Cross Platform and Cross Laboratory Normalization
A significant issue in the gene expression field is that arrays and lab protocols are constantly evolving. For this reason, individual studies are generally conducted using a single array type at a single lab during a short time window. However, studies are rarely interpreted on their own. For example, in toxicogenomics, one generally interprets the results for a compound in the context of a historical (internal or external) database of compounds. Prior compounds may have been run on older arrays or using somewhat different laboratory protocols. In such cases, cross platform and cross laboratory normalization procedures can provide a significant benefit:
- Decreased variability, increased precision in array analyses
- Ability to leverage multiple studies for increased power
- Ability to use reference databases in combination with your own studies
Affymetrix <-> Affymetrix
For basic normalization, methods such as RMA can be used. RMA was co-developed by Dr. Elashoff's group at Gene Logic. RMA can remove a fair amount of the processing-related variability in expression. However, RMA also removes a fair amount of the real biological variability in the study, thus making experimental groups appear more similar than they really are. RMA can be improved upon using several approaches
- Bioinformatic matching of genes/probes
- QC metrics at the probe/gene/chip level
- Gene specific normalization functions
- Using study control sample/genes in the normalization procedures
A combination of all of these approaches can provide a reliable solution to the problem of cross platform normalization. We have succesfully implemented automated cross platform normalization.
Case Study #1
SMRI had multiple brain studies, some on the HGU95A, some on the HGU133A, and some on the HGU133 2.0+ array. Further, each study was run in a different laboratory. In order to provide a more powerful meta analysis, the studies had to be statistically normalized. First, we performed a bioinformatic matching of probeset across the three array types. Second, we made use of the fact that non-diseased normal controls were included in each study. This allowed us to factor out lab-specific variation from the expression values. Third, gene-specific normalization functions were computed.
Case Study #2
Gene Logic's ToxShield application provides toxicogenomic predictions for compounds. It was built using a database of studies run on the RGU34A array. However, some users of the application were running the RAE230 array. Gene specific normalization functions were used to convert RAE230 array into 'pseudo' RGU34A arrays on which predictions could be calculated. Validation studies found that the normalization provided an approximate 95% correlation between the platforms after the normalization, in contrast to only ~60% prior to normalization.

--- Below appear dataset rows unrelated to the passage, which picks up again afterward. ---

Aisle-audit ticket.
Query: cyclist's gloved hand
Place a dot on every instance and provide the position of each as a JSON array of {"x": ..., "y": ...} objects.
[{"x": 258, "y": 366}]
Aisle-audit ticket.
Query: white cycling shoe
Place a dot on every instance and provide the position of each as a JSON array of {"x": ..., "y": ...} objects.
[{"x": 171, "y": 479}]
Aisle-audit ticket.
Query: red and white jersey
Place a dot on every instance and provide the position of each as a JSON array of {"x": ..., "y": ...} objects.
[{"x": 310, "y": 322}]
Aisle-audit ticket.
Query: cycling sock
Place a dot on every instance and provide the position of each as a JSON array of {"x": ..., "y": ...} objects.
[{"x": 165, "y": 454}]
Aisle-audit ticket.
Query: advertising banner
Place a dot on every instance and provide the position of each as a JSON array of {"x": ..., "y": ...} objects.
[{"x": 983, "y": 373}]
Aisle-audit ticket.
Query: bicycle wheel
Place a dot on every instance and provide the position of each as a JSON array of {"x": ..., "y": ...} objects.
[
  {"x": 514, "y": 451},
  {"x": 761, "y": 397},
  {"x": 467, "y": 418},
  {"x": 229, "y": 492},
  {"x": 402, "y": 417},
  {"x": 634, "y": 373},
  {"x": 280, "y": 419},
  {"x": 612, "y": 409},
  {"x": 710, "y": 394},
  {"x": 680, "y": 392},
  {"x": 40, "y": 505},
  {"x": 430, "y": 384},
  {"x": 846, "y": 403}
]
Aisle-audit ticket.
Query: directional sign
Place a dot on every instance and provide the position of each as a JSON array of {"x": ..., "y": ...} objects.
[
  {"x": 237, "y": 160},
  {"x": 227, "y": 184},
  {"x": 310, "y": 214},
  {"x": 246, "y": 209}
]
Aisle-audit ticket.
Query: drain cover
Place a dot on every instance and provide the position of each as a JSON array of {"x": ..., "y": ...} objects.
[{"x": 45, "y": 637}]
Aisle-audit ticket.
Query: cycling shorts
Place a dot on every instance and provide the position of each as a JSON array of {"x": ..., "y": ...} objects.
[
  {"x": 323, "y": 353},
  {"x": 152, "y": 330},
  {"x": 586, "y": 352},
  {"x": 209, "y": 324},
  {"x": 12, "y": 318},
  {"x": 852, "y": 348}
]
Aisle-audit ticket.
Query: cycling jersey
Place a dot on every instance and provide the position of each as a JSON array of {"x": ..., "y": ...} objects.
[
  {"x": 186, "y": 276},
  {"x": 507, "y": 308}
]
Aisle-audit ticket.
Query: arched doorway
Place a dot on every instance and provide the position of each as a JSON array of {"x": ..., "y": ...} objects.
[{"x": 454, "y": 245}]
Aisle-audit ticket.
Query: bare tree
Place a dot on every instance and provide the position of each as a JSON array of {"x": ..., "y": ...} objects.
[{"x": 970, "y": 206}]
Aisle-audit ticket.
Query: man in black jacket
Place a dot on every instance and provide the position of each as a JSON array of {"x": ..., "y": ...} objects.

Affymetrix <-> Non-Affymetrix (e.g. Two-Color Arrays)
The procedures for normalizing two-color (or other non-Affy platforms) to Affymetrix generally follows the same procedures outlined above, with a few notable exceptions.
- Need for an Present/Absent call that is similar to Affymetrix's (surprisingly, there are no standards for calls on two color or non-Affymetrix single color arrays)
- Need for good QC metrics (again, standards are lacking in this area)
- Need a robust chip level normalization comparable to RMA on Affymetrix
We have developed Present/Absent call algorithms for non-Affymetrix arrays. We also compute commonly used Affymetrix QC metrics such as Percent Present and Scale Factor for non-Affymetrix arrays to aid in the normalization procedures. For chip level normalization, we use a robust lowess procedure. The lowess normalized values are then used as inputs to the gene-specific normalization functions.